I agree that Data General indicates that programming an integrated circuit makes a physical change in the chip. The arrangement of the logic gates, which are physical switches, represent the logical steps of the code. So the "machinery" of the chip is physically changed and the use of the chip is also changed. So, that can easily be a substantial transformation. What I disagree with is that the location of the coding matters. Another analogy is to find that an iPhone from China is a product of the U.S. because the hardware was largely designed here and the code was developed here. 

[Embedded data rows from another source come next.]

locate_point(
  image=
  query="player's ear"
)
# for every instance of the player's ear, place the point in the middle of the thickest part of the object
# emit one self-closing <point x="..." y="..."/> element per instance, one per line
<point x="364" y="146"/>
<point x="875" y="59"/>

Reading Data General to require that the code be written in the same country in which it was flashed to the chips is an overextension of a fact stated in the decision. It is is similar to the emphasis CBP has placed on parts having a "predetermined end use," which is a gross overextension of the opinion in National Hand Tools. This kind of analysis adds layer upon layer to the "new name, character, or use" test to make that phrase little more than the title for a far more complex and less predictable test. CBP really should walk this trend back and the Court of International Trade should facilitate that by trying to refocus on the core of the test rather than trying to reconcile the entire history of all origin cases each time a new one arises. 

All of that said, Customs found that flashing the Canadian code in Canada was a substantial transformation. As such, the item is Canadian and not subject to the Section 301 duties applicable to products of China.

The last bit is whether the value of the code is included in the transaction value of the USB drives. As a general rule, the U.S. does not require that the value of software on a carrier medium be included in the transaction value of the imported medium. That applies, for example, to magnetic and optical disks. See T.D. 85-124 (1985). But, there is an exception for data or instructions stored on integrated circuits, semiconductors and similar devices or articles incorporating them. So, the value of the code needs to be added to the value of these USB drives.

That is many more words than I expected to use to explain this. That has much to do with the fact that I think the origin determinations for electronics is unnecessarily confused, in part by the focus on the intangible intellectual property. But, there you have it, a full run down on the FixMeStick and StartMeStick.